Saturday, 16 February 2008

Funny Stuff and Bookish Snippets

An Archbishop of Canterbury Tale from Iowahawk.

That "wickedly subversive" Cambridge don, Mary Beard, reveals her next writing project: What Made The Romans Laugh.

What makes historians think they're qualified to write historical fiction? Joel Rickett in The Guardian reports that increasing numbers of academics are doing just that.

James Holland, The Burning Blue and A Pair of Silver Wings
Alison Weir, Innocent Traitor, The Lady Elizabeth
Simon Sebag Montefiore, Sashenka (Perhaps he got some handy tips from wife Santa Montefiore, who writes historical romances)
Katie Hickman, The Aviary Gate
Stella Tillyard, famous for the bestselling Aristocrats, has sold two historical novels, the first of which will be published in 2010.
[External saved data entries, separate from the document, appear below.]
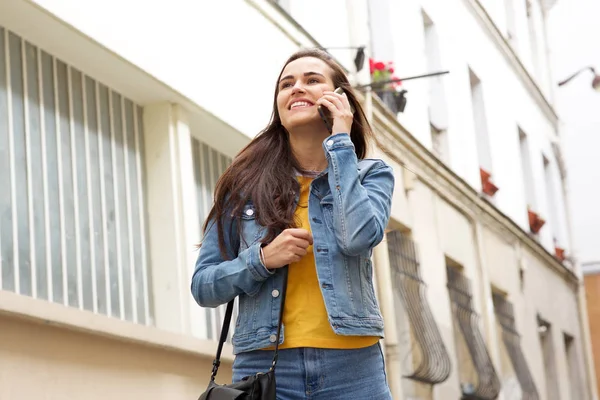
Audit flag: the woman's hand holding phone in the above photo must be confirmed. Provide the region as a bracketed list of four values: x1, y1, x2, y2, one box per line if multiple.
[316, 88, 354, 136]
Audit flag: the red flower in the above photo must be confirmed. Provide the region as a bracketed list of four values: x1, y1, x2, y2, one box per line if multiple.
[369, 58, 375, 74]
[374, 62, 386, 71]
[388, 67, 395, 74]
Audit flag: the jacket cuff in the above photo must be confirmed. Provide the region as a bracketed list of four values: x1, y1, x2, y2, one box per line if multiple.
[322, 133, 354, 152]
[246, 242, 275, 280]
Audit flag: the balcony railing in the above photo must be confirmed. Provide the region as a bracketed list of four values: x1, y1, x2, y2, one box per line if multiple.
[493, 293, 540, 400]
[447, 266, 501, 400]
[388, 231, 452, 384]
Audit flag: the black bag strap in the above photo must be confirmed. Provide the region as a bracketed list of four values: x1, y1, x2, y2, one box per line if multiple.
[210, 266, 288, 381]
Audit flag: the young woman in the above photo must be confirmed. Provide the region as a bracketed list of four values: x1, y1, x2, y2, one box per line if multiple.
[191, 48, 395, 399]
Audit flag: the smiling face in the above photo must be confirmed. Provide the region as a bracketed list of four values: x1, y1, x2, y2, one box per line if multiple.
[276, 57, 336, 131]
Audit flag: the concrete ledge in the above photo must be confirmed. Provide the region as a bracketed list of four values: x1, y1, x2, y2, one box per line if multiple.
[0, 290, 234, 362]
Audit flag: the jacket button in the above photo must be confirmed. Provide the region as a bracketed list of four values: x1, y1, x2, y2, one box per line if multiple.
[245, 209, 254, 216]
[271, 289, 280, 298]
[269, 334, 277, 343]
[326, 139, 334, 147]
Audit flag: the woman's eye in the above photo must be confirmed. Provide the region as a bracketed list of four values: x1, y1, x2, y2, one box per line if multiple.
[308, 78, 320, 84]
[280, 82, 292, 89]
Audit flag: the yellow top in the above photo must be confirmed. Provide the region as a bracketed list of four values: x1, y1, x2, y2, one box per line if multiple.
[274, 176, 379, 350]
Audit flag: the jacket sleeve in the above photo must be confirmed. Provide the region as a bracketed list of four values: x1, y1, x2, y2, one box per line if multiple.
[323, 133, 395, 256]
[190, 215, 274, 308]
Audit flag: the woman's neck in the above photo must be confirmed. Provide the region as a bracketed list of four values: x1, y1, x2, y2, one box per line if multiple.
[288, 124, 330, 172]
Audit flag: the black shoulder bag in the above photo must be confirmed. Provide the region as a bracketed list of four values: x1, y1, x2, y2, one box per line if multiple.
[198, 267, 288, 400]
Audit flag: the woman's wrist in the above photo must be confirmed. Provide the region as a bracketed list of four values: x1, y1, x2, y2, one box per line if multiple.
[259, 244, 267, 267]
[259, 243, 274, 271]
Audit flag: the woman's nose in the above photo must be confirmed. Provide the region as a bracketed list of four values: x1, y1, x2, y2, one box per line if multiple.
[291, 82, 306, 95]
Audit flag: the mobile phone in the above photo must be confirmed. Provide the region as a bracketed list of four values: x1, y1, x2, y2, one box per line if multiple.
[318, 87, 355, 133]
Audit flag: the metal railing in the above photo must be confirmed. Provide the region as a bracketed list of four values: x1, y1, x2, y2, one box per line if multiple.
[388, 231, 452, 384]
[493, 293, 539, 400]
[447, 266, 501, 399]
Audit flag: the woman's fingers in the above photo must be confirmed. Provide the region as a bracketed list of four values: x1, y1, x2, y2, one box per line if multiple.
[323, 94, 345, 111]
[321, 91, 351, 113]
[286, 228, 313, 244]
[318, 92, 354, 134]
[319, 95, 343, 114]
[290, 237, 310, 249]
[262, 228, 313, 269]
[292, 245, 308, 257]
[339, 92, 351, 109]
[317, 97, 336, 115]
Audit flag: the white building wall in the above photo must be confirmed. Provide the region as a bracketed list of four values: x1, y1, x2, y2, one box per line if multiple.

Perhaps it's because the most popular historical non-fiction these days is being written by historians who know how to tell a good story with vividly drawn characters and convincing settings. As long as they resist the temptation to weigh down their fiction with a burden of historical detail, they should add greatly to the gaiety of (reading) nations. Which is more than can be said for this recent crop of hapless historicals (unless the reviewer is one of those snooty types who thinks historical fiction is all rather rubbish).

And then of course there's the mega-selling Philippa Gregory who has a history degree and published her first historical novel around the same time as she got her PhD in 18th-century literature. Here she is in The Times on how her novel The Other Boleyn Girl got the Hollywood treatment.

1 comment:

Sarah Johnson said...

Sashenka sounds like another for the TBR pile, sigh. I find it hard to track UK-pubbed historicals because so many are categorized (as was this one) in Amazon as "modern fiction."

I wasn't sure whether to believe the Telegraph reviewer's opinions on those four historicals. I'll probably buy Godiva and judge for myself on that one, but Lion and the Rose is, indeed, as poorly written as he describes.